ThermoAct:Thermal-Aware Vision-Language-Action Models for Robotic Perception and Decision-Making
1. Introduction: The Critical Blind Spot in Robotic Perception
Imagine a robot tasked with tidying a home workspace. Its high-resolution RGB camera identifies a hair straightener on the counter with perfect precision. However, it lacks the “knowledge” that the device was recently used and is currently idling at 200°C. To a vision-only system, the device looks identical whether it is ice-cold or dangerously hot. Without thermal awareness, the robot attempts a standard grasp, leading to a systematic failure—not of identification, but of state perception—that could damage the end-effector or ignite a fire.
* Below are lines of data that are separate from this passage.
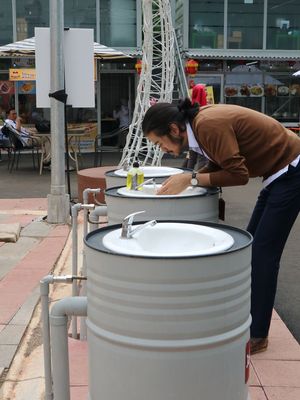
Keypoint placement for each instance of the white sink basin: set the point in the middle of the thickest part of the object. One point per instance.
(149, 191)
(170, 239)
(153, 171)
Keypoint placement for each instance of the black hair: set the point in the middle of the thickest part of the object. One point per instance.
(160, 116)
(9, 110)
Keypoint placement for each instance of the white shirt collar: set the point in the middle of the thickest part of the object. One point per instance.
(193, 144)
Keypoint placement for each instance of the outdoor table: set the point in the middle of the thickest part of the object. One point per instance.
(74, 137)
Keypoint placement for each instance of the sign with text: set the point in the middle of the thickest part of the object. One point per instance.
(79, 67)
(22, 74)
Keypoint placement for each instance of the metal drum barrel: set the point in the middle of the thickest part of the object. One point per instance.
(168, 328)
(117, 177)
(195, 208)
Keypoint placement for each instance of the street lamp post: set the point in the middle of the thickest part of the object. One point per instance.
(58, 200)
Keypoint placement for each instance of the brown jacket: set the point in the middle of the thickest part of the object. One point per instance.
(242, 143)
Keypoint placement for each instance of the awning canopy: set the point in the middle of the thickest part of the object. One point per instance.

This represents the primary blind spot in modern embodied AI. While Vision-Language-Action (VLA) models have revolutionized natural language grounding, they remain “temperature-blind.” Relying solely on 2D/3D visual data is insufficient for real-world safety and nuanced reasoning, such as identifying a “cold Coke” (typically 15–18°C) among identical-looking room-temperature cans. ThermoAct solves this by introducing a hierarchical framework that integrates thermal sensing directly into the VLA pipeline, transforming robots from machines that merely “see” into assistants that truly “perceive.”
2. The Architecture of Thermal Intelligence
The ThermoAct framework is built on a two-part hierarchical structure. This design choice is a strategic response to a fundamental challenge in robotics: large-scale thermal datasets are remarkably scarce compared to RGB data. By splitting the architecture, we can offload complex reasoning to models with massive pre-existing knowledge while specializing the motor control.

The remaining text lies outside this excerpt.